Diet-induced obesity occurs when the energy intake of an organism exceeds its energy expenditure. The excess energy is either metabolised into heat via thermogenesis or stored as fat. In addition to causing obesity in the long run, overconsumption of food also disrupts the circadian clock: a rhythmic pattern of gene expression that regulates metabolism, among other bodily processes. Subsequently, disruption of the circadian rhythm causes organisms to eat during the period of the 24-hour cycle when they are usually inactive. Misalignment of feeding time with natural energy cycles has been well-documented to exacerbate obesity and metabolic disease.
Time-restricted feeding (TRF)—colloquially known as “intermittent fasting”—has many scientifically proven health benefits, including weight loss and risk reduction for metabolic disease (Rothschild 2014). The benefits arise when food consumption is limited to the active period of an organism. When two groups of organisms are overfed the exact same diet and maintain similar activity levels, the organisms whose feeding is restricted to the inactive period gain more weight than those fed during the active period. However, the genetic mechanisms underlying the benefits of TRF were unknown until a recent study uncovered the effects of TRF on adipocyte thermogenesis in mice.
Mice are nocturnal animals; their inactive period is the daytime, simulated in the lab as a “light period”. They were fed high-fat diets to provide overnutrition and cause weight gain.

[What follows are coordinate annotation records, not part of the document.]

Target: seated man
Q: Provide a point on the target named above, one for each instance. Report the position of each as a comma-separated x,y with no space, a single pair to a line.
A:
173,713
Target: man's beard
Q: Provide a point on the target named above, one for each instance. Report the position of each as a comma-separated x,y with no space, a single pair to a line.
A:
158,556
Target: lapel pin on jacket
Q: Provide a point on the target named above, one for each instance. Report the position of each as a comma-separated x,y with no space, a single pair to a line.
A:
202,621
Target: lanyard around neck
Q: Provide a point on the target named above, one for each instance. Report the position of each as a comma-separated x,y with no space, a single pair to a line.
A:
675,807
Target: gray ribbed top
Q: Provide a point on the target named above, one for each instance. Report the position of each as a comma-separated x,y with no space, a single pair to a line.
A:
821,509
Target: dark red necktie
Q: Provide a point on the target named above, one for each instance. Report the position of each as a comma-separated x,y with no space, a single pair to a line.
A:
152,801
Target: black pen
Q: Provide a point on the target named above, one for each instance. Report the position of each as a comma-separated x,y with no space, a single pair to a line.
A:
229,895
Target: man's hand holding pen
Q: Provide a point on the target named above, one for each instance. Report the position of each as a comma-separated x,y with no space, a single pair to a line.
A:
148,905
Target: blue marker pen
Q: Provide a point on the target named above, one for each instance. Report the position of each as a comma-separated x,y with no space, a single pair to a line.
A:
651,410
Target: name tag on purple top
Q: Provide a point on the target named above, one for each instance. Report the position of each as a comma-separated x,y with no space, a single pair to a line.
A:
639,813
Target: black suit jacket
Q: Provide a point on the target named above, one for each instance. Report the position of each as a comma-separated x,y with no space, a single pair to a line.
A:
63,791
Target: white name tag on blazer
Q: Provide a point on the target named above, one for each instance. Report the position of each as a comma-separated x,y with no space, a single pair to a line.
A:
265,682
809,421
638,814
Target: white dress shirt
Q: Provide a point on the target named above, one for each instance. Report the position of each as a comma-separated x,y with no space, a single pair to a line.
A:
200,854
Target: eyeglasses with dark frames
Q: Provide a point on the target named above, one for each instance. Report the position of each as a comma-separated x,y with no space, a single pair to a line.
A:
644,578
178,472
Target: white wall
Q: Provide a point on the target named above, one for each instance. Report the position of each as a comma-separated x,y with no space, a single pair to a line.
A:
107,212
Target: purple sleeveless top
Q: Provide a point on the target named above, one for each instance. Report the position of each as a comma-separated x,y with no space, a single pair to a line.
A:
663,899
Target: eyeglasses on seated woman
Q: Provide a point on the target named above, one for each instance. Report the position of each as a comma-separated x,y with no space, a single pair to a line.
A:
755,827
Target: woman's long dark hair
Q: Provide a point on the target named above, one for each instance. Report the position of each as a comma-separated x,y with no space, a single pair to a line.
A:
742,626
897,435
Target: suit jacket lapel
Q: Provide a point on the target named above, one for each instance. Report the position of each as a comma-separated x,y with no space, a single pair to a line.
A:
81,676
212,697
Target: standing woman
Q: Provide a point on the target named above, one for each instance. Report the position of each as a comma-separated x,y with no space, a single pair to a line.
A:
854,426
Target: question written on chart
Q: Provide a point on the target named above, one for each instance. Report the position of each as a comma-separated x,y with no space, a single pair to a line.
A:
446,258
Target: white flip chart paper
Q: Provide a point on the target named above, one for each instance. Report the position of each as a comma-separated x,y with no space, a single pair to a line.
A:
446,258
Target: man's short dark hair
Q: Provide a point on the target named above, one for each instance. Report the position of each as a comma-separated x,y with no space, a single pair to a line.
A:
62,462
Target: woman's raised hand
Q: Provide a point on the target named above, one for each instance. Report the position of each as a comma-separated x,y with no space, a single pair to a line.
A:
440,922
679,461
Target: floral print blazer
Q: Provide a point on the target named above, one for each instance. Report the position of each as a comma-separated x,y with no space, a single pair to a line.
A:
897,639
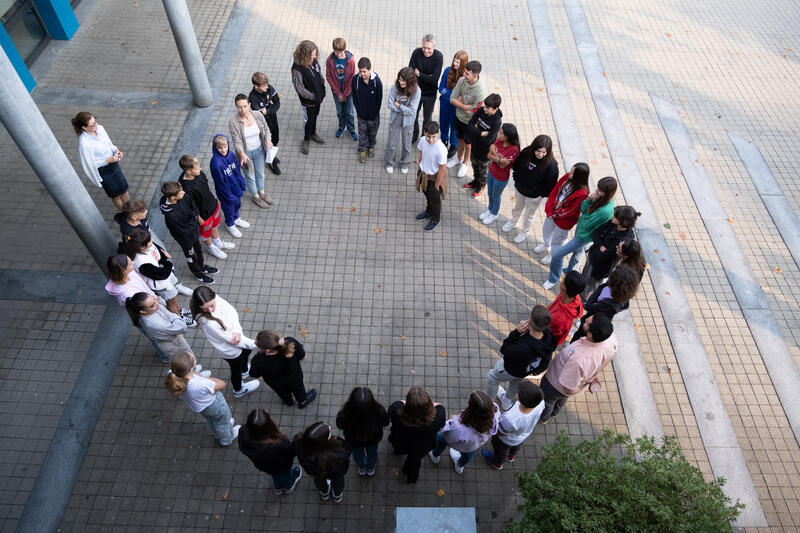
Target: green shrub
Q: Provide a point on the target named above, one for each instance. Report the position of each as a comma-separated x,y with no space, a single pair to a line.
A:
613,484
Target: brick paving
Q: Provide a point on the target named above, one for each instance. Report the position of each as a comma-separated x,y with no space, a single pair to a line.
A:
372,316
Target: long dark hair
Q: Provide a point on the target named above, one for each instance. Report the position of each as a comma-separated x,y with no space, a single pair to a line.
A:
360,414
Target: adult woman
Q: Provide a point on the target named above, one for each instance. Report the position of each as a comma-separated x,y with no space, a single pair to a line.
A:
362,419
271,451
325,458
307,81
596,210
447,111
251,142
100,158
415,423
403,101
535,176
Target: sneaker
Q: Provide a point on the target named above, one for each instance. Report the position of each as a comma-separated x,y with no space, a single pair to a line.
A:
311,395
486,454
298,472
522,235
432,225
234,231
246,389
456,456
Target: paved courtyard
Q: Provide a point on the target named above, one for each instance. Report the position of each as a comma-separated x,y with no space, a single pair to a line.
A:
340,263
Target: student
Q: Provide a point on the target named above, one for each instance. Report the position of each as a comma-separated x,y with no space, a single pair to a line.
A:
367,90
362,420
325,458
229,184
415,424
403,102
180,216
467,431
501,154
203,395
526,351
467,96
516,425
535,176
596,210
482,131
563,207
220,323
195,184
307,81
567,306
278,362
261,441
432,174
340,67
264,99
427,64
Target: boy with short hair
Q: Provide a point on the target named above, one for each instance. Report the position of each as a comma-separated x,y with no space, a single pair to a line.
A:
195,184
516,425
180,216
432,174
264,99
339,69
367,90
482,131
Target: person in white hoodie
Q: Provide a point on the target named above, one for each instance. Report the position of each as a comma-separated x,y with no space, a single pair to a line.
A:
220,323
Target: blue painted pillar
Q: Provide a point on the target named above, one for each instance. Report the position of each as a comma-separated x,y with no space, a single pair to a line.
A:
58,18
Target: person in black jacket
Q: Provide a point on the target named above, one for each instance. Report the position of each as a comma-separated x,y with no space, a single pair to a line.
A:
270,451
180,216
278,362
362,419
325,458
526,351
535,175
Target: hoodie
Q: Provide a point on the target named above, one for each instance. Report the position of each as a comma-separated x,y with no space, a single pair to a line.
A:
227,174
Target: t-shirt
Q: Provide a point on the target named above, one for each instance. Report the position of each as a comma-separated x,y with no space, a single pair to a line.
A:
199,393
516,426
433,155
509,152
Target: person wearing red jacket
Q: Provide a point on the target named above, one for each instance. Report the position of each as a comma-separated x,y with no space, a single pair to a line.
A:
563,208
339,70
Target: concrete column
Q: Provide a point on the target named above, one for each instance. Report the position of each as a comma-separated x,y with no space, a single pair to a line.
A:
181,24
32,135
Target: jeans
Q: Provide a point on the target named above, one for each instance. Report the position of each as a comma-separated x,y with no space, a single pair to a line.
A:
574,247
254,171
465,458
218,417
366,457
344,111
495,188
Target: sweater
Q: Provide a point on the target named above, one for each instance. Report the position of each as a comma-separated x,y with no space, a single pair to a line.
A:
367,97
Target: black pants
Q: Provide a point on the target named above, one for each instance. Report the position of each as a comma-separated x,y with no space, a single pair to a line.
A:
426,104
238,365
194,257
310,120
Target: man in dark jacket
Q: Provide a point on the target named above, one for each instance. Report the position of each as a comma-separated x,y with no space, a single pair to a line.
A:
526,351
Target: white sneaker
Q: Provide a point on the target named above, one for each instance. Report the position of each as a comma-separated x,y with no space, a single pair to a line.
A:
522,235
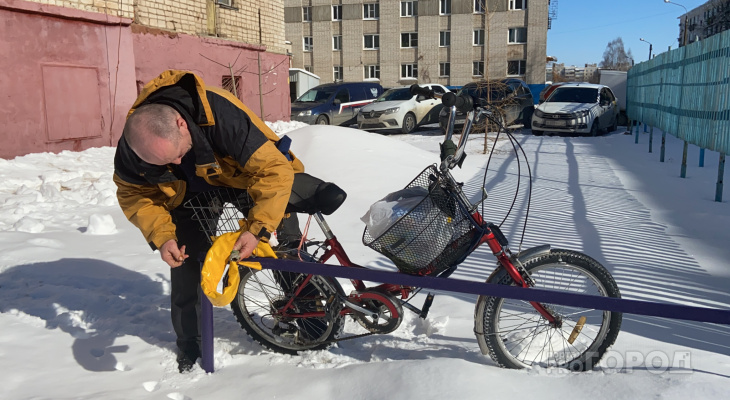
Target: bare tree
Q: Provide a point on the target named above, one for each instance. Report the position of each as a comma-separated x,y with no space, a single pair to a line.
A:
615,57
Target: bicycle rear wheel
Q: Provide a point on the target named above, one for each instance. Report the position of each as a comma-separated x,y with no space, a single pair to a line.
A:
261,294
516,336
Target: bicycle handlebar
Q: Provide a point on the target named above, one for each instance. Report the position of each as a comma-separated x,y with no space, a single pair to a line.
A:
454,155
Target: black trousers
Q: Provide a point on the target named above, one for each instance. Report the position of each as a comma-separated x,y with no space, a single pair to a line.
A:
185,288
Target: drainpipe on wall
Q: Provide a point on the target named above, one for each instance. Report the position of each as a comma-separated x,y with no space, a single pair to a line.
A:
211,17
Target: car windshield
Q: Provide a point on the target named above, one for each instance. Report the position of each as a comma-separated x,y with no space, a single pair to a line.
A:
395,94
316,95
574,95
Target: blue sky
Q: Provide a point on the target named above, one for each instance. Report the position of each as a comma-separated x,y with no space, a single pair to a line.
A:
583,28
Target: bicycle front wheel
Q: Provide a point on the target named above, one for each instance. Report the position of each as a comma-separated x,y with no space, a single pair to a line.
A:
262,295
516,336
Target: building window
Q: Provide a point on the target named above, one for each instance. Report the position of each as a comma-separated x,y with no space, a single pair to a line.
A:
516,67
337,73
444,38
409,71
308,43
371,11
337,13
518,35
372,42
372,72
444,69
337,42
444,7
479,6
408,8
409,39
479,37
477,68
517,4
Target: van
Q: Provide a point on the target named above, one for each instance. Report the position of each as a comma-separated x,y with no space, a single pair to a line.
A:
334,103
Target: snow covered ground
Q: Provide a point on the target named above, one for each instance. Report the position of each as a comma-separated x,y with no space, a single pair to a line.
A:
84,304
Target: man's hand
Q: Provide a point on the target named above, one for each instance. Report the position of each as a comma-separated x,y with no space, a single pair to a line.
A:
246,244
173,255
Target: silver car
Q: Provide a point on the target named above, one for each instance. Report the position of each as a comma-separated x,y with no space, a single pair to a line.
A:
577,108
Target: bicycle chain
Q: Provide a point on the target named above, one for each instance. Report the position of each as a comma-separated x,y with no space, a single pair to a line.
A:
349,337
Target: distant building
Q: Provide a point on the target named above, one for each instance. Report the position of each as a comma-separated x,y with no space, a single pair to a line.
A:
451,42
571,73
704,21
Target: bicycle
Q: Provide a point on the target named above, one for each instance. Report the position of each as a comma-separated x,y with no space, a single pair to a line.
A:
290,312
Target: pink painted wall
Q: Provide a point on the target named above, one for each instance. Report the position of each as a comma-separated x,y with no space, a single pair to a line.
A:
67,78
156,51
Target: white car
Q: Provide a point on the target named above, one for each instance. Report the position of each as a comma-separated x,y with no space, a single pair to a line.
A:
398,109
577,108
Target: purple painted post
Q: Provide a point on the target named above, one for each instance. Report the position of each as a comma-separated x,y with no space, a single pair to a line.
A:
206,340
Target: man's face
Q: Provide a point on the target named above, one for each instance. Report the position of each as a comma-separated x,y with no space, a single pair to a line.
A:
161,151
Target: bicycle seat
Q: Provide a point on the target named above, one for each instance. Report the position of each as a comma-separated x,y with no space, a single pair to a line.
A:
311,195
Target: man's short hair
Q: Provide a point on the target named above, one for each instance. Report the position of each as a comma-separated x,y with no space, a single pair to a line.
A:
151,120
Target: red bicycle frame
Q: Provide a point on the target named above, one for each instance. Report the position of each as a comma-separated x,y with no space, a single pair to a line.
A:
334,248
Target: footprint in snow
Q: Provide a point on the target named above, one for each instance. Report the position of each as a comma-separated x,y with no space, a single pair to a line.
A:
151,386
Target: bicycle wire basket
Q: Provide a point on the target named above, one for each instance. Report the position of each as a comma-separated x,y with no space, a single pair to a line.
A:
433,236
220,211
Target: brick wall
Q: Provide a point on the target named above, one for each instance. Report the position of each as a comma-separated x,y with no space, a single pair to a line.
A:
253,22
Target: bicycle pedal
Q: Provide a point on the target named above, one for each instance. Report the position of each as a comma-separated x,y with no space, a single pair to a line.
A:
289,331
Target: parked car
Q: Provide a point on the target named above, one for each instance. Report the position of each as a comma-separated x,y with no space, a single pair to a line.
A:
399,109
512,95
334,103
577,108
548,90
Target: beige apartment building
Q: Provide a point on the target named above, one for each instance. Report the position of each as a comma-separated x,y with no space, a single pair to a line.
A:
395,42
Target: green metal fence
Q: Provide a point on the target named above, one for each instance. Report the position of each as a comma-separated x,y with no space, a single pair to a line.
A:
686,92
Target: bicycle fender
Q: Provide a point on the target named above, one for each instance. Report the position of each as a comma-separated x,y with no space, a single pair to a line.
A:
499,272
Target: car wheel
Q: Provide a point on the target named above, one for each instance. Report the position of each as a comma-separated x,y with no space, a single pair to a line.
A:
594,128
409,123
322,120
527,118
613,126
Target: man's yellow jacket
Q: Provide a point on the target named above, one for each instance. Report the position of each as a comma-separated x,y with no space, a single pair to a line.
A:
232,147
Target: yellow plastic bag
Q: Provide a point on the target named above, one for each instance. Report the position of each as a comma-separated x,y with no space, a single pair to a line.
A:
215,265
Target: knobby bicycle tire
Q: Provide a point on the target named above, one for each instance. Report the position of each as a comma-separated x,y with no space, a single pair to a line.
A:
261,292
515,335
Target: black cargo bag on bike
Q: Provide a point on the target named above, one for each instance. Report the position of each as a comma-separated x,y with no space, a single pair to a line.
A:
420,228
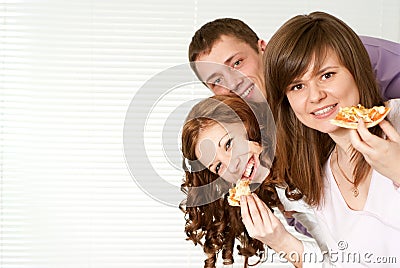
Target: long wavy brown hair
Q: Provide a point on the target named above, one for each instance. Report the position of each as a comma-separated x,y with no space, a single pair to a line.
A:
216,226
302,151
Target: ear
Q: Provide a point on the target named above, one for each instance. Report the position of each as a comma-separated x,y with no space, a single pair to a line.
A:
261,45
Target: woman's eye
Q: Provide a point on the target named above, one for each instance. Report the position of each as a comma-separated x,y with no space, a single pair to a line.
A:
228,144
217,168
327,75
217,81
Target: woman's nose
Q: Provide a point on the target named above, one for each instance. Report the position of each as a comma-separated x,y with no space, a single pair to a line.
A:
316,93
233,166
234,80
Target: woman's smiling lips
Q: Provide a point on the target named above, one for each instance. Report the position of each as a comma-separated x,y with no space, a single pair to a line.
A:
325,112
250,169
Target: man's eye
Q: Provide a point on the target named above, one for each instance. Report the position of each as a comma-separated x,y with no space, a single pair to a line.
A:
217,168
228,144
237,63
327,75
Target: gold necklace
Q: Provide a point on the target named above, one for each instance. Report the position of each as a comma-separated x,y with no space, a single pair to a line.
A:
354,190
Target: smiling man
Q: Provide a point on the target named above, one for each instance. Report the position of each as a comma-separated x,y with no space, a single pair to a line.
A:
227,44
227,56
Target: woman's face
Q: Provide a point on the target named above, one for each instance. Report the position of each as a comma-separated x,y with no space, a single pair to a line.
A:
226,151
316,98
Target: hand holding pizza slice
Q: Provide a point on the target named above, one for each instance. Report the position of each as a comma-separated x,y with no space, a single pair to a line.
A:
348,117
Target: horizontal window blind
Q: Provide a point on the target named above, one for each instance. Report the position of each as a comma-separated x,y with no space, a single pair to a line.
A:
69,71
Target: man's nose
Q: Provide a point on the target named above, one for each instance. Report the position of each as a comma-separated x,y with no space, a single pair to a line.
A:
233,166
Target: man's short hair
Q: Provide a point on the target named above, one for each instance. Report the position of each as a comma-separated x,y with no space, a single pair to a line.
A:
204,38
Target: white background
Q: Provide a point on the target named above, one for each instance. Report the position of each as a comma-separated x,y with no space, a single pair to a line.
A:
68,72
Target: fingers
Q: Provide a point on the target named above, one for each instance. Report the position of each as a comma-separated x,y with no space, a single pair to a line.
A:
390,131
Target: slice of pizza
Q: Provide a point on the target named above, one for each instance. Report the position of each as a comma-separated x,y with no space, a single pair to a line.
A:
348,117
242,188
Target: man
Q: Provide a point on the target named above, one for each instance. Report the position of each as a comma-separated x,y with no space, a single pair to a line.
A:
232,43
227,55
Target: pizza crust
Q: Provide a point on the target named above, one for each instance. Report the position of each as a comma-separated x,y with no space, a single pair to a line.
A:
242,188
362,112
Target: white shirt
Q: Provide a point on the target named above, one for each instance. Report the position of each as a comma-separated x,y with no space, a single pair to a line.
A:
348,238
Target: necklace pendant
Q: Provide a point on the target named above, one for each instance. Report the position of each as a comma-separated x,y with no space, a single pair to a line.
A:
355,191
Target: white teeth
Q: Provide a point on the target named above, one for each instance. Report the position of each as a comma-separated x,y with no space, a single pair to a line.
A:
247,92
323,111
249,168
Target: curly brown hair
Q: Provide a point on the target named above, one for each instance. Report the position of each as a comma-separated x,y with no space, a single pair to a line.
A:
216,225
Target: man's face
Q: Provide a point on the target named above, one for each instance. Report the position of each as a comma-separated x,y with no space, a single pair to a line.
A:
233,67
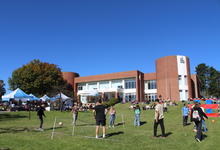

The researchers found that mice fed during the active light phase consumed more oxygen compared to mice fed during the inactive dark phase despite similar activity levels, suggesting increased thermogenesis in the former group. To test this, in vivo isotope tracing was used to track the movement of the carbons from glucose through the adipocytes. The labelled carbons were found to be taken up in higher numbers in the adipocytes of mice fed during the active dark period compared to mice fed during the inactive light period. Higher oxygen consumption and glucose uptake both indicated increased thermogenesis. Since dietary glucose is either transformed into heat through thermogenesis or stored as fat, leading to weight gain, increased thermogenesis explained why the mice fed during their active period stored less fat and gained less weight than the mice fed during their inactive period.
To pinpoint the exact mechanism that caused the increase in adipocyte thermogenesis, the researchers deleted three different genes involved in thermogenesis and observed the effects on the mice. ZFP423-knockout (ZFP423-KO) mice lacked ZFP423, an inhibitor of thermogenesis, and carried out enhanced thermogenesis. Metabolomic profiling showed that ZFP423-KO adipocytes contained more creatine and creatine kinase B as well as less phosphocreatine than the non-altered control group. When GATM or BMAL1, genes crucial to creatine biosynthesis from phosphocreatine, was deleted, mice were found to carry out equivalent levels of thermogenesis regardless of whether they were fed during the active or inactive phase. In other words, disabling the creatine cycle prevented the increase in thermogenesis observed in wild-type mice fed only during the active phase, erasing the beneficial metabolic effects of TRF. Furthermore, it was found that creatine abundance in normal adipocytes peaked during the active phase. Analysis of the ZFP423-KO, GATM-KO, and BMAL1-KO mice strongly suggested that creatine cycling caused the increase in thermogenesis associated with restriction of feeding to the dark phase.
The researchers then sequenced fluorescently labelled adipocyte nuclei in order to determine the accessibility of genes to translation machinery throughout the 24-hour cycle. They found that chromatin accessibility oscillated rhythmically throughout the day. RNA sequencing and Kyoto Encyclopedia of Genes and Genomes (KEGG) pathway analysis revealed that many of the rhythmically regulated genes were involved in the core metabolic clock and creatine metabolic pathway. Therefore, creatine synthesis was found to be carried out rhythmically in adipocytes in alignment with the circadian clock, providing further evidence that creatine cycling induced thermogenesis.
Finally, the researchers supplemented the diets of BMAL1-KO mice with creatine. Similarly to non-altered mice, the altered mice consuming supplementary creatine gained less weight when fed during the dark period compared to the light period. Creatine supplementation compensated for the nonfunctional biosynthesis of creatine caused by the deletion of BMAL1, countering its obesogenic effect and allowing increased thermogenesis during the active period. This confirmed the hypothesis that thermogenesis increased due to increased creatine cycling.
The study proved that the increase in adipocyte thermogenesis during the active phase is the reason behind the metabolic benefits of time-restricted feeding—specifically, the creatine cycle. This finding reinforced the importance of eating only during the active phase (in humans, who are diurnal, the daylight hours) to maximise thermogenesis and avoid weight gain, especially for those who consume high-calorie diets.